Periodic Reporting for period 4 - REJUVENATION (Repair of Junctional Atrioventricular Conduction and Impulse Formation)
Période du rapport: 2021-10-01 au 2022-09-30
Every year around 300.000 European citizens receive electronic pacemaker therapies. These therapies were introduced into clinical medicine in the 1950s and 1960s and since then have gradually been improved. Regardless of these improvements, they are still not without important limitations such as inadequate sensitivity to autonomic modulation, a limited battery lifetime, which requires replacement every 5-7 years, and a non-physiological implantation site that is associated with significant adverse remodeling. Moreover, five per cent of the electronic pacemaker implantations result in serious complications that require reimplantation or other invasive procedures. In an effort to resolve the shortcomings of electronic pacemakers, extensive efforts have been put into the development of biological pacemakers using gene and cell-based therapies. Several of these developments have shown robust function in short-term animal trials and it appears only a matter of time before clinical trials will be initiated.

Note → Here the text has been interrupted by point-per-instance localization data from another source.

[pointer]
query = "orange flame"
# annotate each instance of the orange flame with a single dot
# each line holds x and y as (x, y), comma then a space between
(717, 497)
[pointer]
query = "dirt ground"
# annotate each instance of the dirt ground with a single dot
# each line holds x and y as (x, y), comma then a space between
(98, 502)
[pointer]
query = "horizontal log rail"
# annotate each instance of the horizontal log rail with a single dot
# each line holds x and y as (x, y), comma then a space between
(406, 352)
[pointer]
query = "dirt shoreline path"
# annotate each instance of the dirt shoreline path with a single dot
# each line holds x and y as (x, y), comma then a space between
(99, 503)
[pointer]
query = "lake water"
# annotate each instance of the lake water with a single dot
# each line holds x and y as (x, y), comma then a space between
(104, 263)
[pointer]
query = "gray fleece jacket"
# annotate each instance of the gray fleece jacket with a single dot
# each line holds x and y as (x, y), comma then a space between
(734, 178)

The focus of current biological pacemaker research has been on pacing of the atrium and ventricle, thereby representing approximately 20% of the patients that now need electronic pacemaker therapies. Yet the majority of patients would benefit from repair of atrioventricular (AV) conduction, but this has been difficult to achieve biologically.
Objective
This ERC starting grant aims to develop cell-based biological pacemakers and AV bypass tracts in an effort to develop better treatments for bradyarrhythmia patients.